I have built a FCN-8s network for semantic segmentation with pytorch. When I evaluate networks inference speed, I found something strange as followed:
I define the network firstly:
model = FCN32s(NUM_CLASSES=20)
model = model.cuda()
model.eval()
Next, I define a tensor for input, and then run the network for 200 times and calculate the average inference time. Here something strange happened.
When I define the input tensor outside the loop as followed, the average inference time is 0.017s (i.e. 58.8 FPS).

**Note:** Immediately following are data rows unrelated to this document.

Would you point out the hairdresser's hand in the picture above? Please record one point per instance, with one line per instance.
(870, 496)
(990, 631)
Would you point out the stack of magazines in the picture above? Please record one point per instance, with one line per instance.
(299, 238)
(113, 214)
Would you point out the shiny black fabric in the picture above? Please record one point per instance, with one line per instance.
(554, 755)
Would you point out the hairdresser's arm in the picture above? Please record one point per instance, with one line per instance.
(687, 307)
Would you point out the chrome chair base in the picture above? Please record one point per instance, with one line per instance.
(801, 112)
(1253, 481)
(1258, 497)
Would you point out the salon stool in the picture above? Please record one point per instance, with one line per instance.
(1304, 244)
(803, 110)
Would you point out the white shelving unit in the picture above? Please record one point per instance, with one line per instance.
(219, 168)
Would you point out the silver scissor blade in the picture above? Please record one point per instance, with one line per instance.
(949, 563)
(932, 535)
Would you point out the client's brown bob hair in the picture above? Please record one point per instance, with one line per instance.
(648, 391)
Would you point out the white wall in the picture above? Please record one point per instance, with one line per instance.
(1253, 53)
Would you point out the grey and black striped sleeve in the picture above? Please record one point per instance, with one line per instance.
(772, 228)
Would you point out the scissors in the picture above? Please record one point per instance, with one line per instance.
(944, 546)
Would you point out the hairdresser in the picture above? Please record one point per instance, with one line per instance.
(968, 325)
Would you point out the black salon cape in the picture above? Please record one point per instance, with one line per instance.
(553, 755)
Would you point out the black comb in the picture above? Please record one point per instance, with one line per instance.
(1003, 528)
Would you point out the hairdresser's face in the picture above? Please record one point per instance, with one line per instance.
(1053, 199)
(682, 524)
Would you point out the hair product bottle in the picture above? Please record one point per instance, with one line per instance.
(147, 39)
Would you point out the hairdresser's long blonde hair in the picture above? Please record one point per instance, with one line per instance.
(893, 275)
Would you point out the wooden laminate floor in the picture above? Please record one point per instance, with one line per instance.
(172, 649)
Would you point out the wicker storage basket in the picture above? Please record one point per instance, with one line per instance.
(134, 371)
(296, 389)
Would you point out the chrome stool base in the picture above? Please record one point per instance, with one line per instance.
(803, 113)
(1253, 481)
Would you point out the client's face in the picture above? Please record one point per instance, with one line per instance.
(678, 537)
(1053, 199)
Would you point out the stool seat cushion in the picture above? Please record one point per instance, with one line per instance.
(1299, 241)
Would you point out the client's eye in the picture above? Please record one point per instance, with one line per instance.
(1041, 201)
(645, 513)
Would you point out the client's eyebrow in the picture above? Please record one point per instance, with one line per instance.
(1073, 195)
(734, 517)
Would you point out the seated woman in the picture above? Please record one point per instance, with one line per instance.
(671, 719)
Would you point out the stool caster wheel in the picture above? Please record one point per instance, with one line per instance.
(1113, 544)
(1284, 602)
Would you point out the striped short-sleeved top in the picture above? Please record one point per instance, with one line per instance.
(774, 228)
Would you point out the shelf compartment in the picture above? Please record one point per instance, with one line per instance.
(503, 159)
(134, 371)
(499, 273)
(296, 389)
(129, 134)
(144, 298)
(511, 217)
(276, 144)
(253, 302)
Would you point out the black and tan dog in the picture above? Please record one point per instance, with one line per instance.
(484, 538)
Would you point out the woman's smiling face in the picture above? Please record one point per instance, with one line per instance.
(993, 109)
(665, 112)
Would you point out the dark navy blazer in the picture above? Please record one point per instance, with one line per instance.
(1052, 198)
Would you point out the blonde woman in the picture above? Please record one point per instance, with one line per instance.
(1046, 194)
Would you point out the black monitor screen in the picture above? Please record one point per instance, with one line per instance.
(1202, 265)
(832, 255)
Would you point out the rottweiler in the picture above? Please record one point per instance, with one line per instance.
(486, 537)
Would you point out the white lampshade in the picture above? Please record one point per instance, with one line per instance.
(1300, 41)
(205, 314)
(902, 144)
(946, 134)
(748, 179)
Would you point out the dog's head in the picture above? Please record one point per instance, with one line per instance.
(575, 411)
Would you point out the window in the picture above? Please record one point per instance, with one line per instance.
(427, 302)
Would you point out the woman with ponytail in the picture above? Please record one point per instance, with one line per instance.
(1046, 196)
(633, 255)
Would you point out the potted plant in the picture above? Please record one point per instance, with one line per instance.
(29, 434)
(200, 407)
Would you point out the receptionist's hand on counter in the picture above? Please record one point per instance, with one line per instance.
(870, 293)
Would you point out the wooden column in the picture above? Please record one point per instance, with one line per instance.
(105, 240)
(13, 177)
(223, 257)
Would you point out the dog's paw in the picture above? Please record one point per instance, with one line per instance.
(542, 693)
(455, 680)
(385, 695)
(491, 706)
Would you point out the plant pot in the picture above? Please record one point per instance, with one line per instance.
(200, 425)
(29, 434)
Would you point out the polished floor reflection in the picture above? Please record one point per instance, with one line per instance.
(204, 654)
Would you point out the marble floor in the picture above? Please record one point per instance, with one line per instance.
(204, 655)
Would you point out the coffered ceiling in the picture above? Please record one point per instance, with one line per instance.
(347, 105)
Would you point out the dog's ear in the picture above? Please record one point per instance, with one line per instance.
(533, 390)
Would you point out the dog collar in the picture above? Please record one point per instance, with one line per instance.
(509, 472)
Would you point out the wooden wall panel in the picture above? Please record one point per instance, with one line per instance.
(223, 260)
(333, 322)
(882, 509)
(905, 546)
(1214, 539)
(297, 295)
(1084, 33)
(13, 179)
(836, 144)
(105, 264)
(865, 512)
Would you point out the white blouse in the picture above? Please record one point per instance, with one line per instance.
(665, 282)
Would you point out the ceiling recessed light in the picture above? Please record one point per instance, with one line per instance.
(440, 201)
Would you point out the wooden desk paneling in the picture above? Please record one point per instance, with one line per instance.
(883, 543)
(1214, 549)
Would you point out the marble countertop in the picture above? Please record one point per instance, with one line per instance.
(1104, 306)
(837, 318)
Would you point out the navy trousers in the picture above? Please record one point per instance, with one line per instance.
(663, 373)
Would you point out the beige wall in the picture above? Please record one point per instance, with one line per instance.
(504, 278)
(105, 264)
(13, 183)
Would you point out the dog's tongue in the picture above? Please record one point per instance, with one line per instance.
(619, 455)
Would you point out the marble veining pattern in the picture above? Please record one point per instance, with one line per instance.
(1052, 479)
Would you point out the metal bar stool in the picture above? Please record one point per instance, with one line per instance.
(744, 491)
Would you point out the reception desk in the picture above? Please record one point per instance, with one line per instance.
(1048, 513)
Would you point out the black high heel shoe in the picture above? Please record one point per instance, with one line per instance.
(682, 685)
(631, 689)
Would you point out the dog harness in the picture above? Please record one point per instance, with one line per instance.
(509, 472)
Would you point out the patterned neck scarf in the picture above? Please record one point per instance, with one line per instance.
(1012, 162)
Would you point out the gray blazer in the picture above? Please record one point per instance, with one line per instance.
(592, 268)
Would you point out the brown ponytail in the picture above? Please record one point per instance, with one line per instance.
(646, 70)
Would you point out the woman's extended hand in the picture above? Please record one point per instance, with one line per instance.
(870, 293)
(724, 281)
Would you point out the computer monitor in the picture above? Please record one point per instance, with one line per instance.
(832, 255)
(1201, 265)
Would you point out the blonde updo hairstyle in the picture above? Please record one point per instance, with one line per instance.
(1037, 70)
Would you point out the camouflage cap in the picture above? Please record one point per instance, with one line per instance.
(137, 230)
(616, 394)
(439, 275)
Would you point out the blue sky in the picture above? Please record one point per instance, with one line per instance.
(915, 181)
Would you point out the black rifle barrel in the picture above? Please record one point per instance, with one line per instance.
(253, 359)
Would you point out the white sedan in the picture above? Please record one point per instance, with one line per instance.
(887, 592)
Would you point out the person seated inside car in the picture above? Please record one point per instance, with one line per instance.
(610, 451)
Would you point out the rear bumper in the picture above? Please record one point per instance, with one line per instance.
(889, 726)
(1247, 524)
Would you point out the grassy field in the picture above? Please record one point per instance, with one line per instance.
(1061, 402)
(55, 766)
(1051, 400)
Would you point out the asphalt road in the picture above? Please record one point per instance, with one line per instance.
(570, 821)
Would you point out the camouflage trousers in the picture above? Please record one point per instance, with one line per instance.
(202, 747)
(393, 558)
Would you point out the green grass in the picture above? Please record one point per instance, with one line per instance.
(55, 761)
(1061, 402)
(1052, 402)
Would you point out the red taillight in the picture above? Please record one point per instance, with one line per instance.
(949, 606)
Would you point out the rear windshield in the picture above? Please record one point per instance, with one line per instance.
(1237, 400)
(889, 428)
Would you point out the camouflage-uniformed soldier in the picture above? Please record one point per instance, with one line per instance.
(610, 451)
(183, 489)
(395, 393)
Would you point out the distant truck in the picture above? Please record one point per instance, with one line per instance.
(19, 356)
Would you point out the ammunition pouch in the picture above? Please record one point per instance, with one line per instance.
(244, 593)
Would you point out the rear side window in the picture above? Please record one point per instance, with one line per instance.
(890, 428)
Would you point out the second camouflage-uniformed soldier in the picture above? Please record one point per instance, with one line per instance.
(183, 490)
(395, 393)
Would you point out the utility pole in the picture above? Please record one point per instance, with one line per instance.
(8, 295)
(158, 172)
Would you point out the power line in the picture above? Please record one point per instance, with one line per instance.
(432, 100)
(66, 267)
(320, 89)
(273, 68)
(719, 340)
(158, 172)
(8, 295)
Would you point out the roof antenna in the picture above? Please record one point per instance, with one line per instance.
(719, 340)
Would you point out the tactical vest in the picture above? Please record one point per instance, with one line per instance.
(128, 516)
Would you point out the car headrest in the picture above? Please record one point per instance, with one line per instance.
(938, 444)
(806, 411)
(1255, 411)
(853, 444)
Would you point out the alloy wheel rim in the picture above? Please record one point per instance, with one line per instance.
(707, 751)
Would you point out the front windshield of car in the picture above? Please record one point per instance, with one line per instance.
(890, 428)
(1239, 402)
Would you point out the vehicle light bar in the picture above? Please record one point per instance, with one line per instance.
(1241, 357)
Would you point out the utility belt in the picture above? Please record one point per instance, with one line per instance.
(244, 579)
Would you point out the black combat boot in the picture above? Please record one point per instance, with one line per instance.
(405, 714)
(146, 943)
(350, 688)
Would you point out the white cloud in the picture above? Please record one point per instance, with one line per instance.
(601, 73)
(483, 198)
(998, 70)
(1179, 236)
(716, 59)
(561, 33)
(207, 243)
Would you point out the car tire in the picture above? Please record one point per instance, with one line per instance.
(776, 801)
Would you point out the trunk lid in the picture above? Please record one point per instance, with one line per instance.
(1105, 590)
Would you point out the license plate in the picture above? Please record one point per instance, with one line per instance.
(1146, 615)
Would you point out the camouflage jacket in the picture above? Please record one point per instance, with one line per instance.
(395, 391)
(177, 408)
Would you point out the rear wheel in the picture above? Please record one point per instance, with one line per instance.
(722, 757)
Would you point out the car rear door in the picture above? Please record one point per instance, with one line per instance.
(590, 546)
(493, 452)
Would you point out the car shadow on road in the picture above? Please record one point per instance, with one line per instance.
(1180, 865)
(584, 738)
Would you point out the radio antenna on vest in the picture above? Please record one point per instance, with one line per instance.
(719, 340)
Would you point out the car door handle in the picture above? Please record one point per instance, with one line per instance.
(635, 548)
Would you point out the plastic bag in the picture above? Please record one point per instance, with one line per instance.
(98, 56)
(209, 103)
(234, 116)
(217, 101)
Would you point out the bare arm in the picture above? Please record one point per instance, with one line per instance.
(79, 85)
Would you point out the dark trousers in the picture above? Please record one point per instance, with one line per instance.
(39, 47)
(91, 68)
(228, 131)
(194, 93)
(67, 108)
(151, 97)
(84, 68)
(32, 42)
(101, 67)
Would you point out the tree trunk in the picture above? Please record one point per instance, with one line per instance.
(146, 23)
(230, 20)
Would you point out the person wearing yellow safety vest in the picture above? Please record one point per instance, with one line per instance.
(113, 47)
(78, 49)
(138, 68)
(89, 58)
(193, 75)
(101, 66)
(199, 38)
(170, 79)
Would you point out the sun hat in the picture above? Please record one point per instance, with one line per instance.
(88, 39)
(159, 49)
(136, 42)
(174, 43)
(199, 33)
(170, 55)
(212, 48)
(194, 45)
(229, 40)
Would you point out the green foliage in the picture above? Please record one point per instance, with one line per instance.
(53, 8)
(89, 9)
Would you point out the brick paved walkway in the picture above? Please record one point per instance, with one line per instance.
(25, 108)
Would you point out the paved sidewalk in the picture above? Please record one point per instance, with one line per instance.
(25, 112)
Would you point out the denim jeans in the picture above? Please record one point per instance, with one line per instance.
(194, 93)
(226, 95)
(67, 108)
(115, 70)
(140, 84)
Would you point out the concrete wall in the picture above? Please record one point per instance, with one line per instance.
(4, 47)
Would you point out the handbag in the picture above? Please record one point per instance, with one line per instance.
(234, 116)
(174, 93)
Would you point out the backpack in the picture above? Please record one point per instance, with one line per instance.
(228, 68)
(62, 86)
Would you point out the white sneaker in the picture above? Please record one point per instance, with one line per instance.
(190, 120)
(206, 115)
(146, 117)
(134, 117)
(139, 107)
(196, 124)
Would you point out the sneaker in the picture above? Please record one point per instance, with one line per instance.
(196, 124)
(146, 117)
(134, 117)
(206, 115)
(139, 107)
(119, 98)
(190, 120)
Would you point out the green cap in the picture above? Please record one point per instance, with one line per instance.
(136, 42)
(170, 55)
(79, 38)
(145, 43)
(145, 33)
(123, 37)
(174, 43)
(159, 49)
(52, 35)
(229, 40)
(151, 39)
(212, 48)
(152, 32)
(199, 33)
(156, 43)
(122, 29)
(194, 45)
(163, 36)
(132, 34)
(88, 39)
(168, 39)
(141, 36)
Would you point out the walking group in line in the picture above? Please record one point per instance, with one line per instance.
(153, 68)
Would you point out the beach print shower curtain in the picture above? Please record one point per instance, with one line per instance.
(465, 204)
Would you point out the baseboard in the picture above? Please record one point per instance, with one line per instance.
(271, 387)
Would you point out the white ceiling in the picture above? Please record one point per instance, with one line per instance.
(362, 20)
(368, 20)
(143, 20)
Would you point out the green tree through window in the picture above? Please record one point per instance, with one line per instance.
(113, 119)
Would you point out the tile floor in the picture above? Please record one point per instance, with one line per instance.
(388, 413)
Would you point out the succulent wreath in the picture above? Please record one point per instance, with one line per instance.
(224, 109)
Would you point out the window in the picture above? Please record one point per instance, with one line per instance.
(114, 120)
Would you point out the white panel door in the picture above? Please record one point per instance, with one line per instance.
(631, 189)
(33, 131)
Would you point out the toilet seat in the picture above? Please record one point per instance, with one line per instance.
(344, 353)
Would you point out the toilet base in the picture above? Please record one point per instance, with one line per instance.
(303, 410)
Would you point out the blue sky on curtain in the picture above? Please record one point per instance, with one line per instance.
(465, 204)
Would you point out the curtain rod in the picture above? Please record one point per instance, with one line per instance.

batch = torch.FloatTensor(1, 3, 512, 1024)
batch = batch.cuda()
inputs = Variable(batch, volatile=True)
for i in range(1,201):
pre_time = time.time()
outputs = model(inputs)
time_used=time.time() - pre_time
However, when I define the input tensor inside the loop as followed, the average inference time is 0.0024s (i.e. 417.7 FPS).
for i in range(1,201):
batch = torch.FloatTensor(1, 3, 512, 1024)
batch = batch.cuda()
inputs = Variable(batch, volatile=True)
pre_time = time.time()
outputs = model(inputs)
time_used=time.time() - pre_time
The results are very different! Why does this difference happen and what is the true inference speed of network? Thanks!